Tuesday, June 18, 2013

Happy Anniversary, Rand McNally Atlas!

It may seem strange to celebrate the anniversary of an atlas, but ever since we got the 2014 Anniversary edition of the Rand McNally Road Atlas to North America in, I haven't been able to stop selling it. Everyone seems to be hitting the road this summer, from our very own Shuchi, who will be driving through the open spaces of Wyoming and Montana this week with Gretel Ehrlich, Annie Proulx, and Rand McNally in the back seat, to the customer who told me his student visa was running out, but before he returns to Asia, he's driving his car across the states to visit his brother in LA. He doesn't know the way, exactly, or how long it will take, but now he's got his Rand McNally.

Hearing about these planned adventures got me thinking about past road trips, with the trusty Rand McNally I received for a high school graduation present (Got someone graduating? Take note). I used the atlas to get myself out of Iowa. At first, I made the mistake of driving across Nebraska--where it was just me, sky, and a Buffalo Bill Cody museum that contained a lot of plaques with horrific stories of the American hero's conquests of buffalo, and a stuffed two-headed calf. But after that Rand McNally set me right, sending me across Colorado, where I visited friends in Denver, then drove straight into the Rockies. Somewhere in Utah I needed a place to camp, opened my atlas, found the remote Flaming Gorge on the Utah page, and pitched a tent.
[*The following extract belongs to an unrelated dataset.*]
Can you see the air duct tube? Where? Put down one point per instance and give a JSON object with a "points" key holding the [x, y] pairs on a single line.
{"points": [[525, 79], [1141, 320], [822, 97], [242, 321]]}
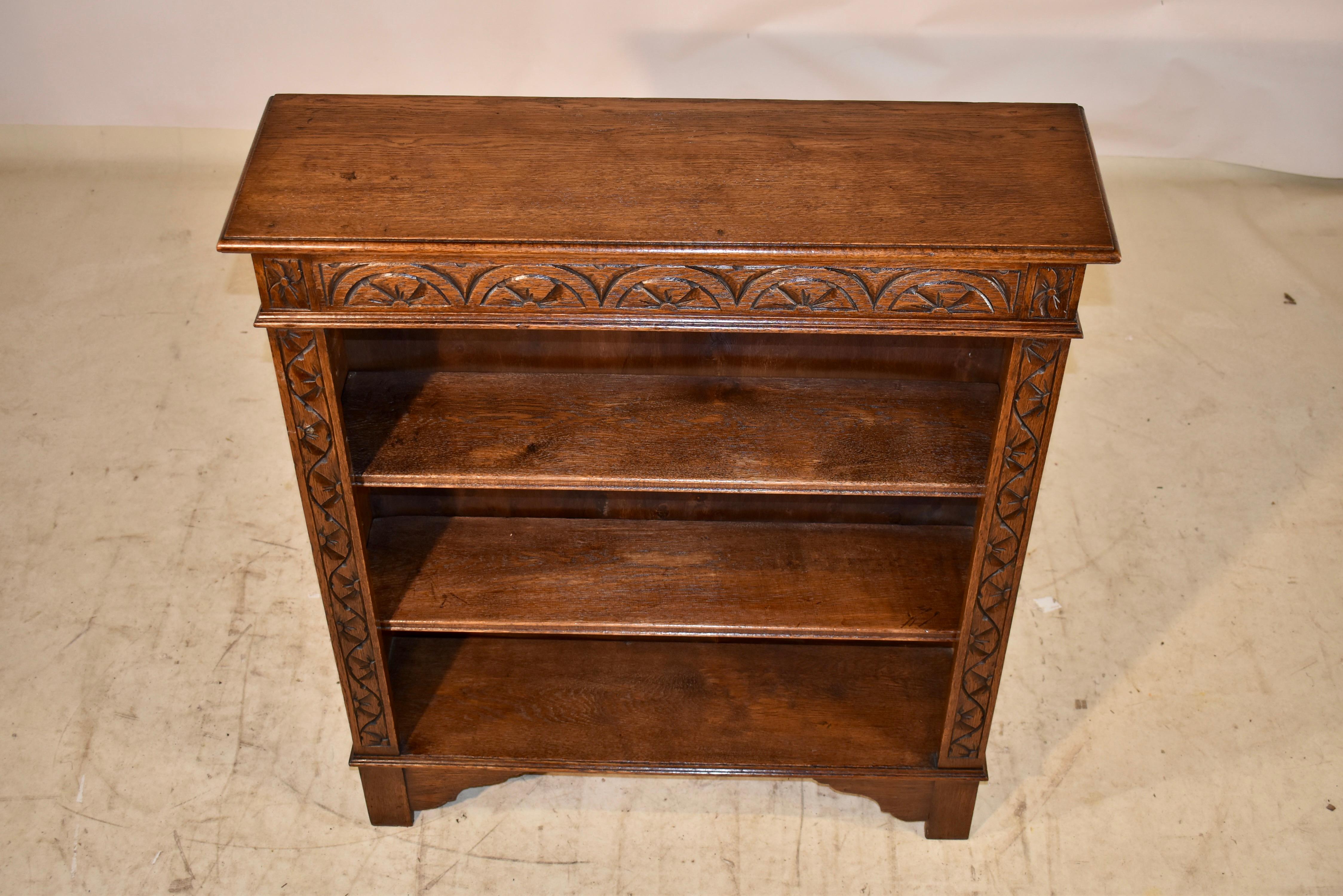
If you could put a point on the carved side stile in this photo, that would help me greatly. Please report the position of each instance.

Then it was up through Jackson Hole and across Montana, through Boise, along the Columbia River Gorge and into the Northwest, which would be home for the following three years, until I tossed Rand McNally in the back seat for a return trip.

Now on the East Coast, when urban living wears and the city presses in, I recall those open spaces and stretching skies, and random place names picked from an atlas transformed into memories. Then I'm tempted to throw away my T pass and buy a car, just to have a place to store my Rand McNally for when the road calls again.